Leitrim's Sham fighting for excise reduction

Leitrim's Sham fighting for excise reduction

Shamzuri Hanifa, of The Cottage Restaurant, Jamestown

Shamzuri Hanifa,  of The Cottage Restaurant, Jamestown is calling for a reduction in  what he calls the 'crippling excise tax' in order to keep local businesses alive.

As the Budget nears, the Support Your Local campaign, backed by publicans, restaurants, hotels, independent off-licences and drinks suppliers, is calling on Local Representatives to ensure their voice is heard in Government circles to ensure that the drinks and hospitality sector does not, yet again, become the fall guy as we get closer to Budget day

Sham said “I am very concerned as a local business owner and employer in Leitrim who is trying to maintain and grow employment in our area. We in the Hospitality Industry are vital employers in County Leitrim. As research by the Drinks Industry Group of Ireland has shown, there are 5,221 jobs dependent on the industry in Sligo / Leitrim alone with a combined wage bill of €16m. The hospitality sector currently employs over 204,000 people with a combined wage bill of €4.3 billion, across every county, and in every corner of Ireland.”
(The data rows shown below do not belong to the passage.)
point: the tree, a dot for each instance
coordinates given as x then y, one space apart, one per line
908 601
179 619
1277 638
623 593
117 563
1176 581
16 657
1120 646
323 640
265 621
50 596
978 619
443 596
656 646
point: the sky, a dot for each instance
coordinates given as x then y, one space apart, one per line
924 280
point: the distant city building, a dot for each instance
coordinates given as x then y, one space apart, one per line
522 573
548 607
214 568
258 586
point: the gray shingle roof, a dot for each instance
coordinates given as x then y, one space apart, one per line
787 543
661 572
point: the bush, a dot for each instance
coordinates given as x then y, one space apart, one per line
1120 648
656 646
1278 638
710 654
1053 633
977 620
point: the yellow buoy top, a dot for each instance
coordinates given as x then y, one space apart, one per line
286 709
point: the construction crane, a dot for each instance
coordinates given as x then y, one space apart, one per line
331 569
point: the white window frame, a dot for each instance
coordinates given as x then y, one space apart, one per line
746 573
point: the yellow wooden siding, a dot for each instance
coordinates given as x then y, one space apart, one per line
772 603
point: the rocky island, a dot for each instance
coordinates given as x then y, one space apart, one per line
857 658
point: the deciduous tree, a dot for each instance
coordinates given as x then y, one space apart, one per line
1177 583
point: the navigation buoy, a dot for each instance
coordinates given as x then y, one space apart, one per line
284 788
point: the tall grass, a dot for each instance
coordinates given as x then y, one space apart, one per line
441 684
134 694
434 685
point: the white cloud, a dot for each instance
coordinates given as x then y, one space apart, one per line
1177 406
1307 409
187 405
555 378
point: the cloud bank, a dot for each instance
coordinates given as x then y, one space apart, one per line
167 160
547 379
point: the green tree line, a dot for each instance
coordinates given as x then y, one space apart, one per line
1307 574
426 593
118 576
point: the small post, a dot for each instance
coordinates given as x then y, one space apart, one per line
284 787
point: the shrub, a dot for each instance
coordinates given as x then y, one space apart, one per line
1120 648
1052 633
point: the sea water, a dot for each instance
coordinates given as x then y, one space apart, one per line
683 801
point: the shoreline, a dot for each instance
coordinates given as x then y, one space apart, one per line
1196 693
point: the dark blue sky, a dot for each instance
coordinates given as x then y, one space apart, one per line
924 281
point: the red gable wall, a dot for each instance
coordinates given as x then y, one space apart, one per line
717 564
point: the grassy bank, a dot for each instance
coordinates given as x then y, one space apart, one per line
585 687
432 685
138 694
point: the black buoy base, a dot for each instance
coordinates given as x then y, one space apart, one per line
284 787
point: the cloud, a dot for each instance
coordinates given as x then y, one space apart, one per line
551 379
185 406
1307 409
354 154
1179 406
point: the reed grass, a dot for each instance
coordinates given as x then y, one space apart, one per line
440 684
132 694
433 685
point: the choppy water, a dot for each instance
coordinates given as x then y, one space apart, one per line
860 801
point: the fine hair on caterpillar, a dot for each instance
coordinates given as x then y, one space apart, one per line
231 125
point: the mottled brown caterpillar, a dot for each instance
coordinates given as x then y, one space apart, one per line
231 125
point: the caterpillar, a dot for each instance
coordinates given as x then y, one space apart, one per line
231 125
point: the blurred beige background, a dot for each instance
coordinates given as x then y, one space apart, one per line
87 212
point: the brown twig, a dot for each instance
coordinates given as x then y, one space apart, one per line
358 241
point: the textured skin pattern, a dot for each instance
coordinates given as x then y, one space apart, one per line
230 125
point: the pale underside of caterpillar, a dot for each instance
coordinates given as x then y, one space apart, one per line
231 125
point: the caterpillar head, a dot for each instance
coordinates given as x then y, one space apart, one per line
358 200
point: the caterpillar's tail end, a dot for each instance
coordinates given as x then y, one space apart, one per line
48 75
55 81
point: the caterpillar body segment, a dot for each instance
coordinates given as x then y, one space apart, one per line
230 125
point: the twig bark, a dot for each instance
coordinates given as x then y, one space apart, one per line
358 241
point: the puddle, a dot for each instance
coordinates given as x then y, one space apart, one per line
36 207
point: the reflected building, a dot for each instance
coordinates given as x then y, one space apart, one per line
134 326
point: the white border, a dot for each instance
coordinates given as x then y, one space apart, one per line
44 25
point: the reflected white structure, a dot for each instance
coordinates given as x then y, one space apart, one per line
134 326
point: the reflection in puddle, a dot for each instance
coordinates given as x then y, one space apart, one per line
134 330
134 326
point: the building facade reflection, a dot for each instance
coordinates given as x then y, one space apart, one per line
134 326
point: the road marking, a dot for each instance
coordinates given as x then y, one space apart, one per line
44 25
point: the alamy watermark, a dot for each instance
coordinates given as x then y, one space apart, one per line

“Recent tax increases have been difficult for our sector – 28 cents have been added to the price of a pint through tax since 2011 and an average bottle of house wine has increased by 38% from 2011 (€19 in 2011 to €24 in 2016) given excise & vat increases. This means that the average Irish drinker is now paying more than twice the alcohol related tax that the average drinker in Europe is paying, despite the fact that consumption levels in Ireland has fallen in the last decade by 25 % from the peak in 2001.”

Excise increases in Budget 2012 and 2013 were applied at a time of economic crisis. Now that the country is slowly moving towards recovery, we need to take this heavy burden off consumers, tourists, and local businesses. But the combination of high excise and the uncertainty over Brexit, has caused the “Perfect Storm” for the pub and restaurant trade and the tourism market in Ireland. Excise is a tax on jobs, a tax on tourism and a tax on Irish consumers. A recent poll by the hospitality industry reported an average 12% downturn for British tourists spend for July & August compared to the same time in 2015. It is more worrying in the border counties where a drop of up to 20% on cross border spend in July / August compared to this time last year is already visible.

“I am asking all my local Representatives, no matter what party or what house they represent, to ensure that their voice is heard. The combination of Brexit and high excise is putting pressure on my business and my industry and I am asking them to stand up and fight for us in Leitrim by ensuring that the Government reduce the crippling excise tax on our industry,” he added.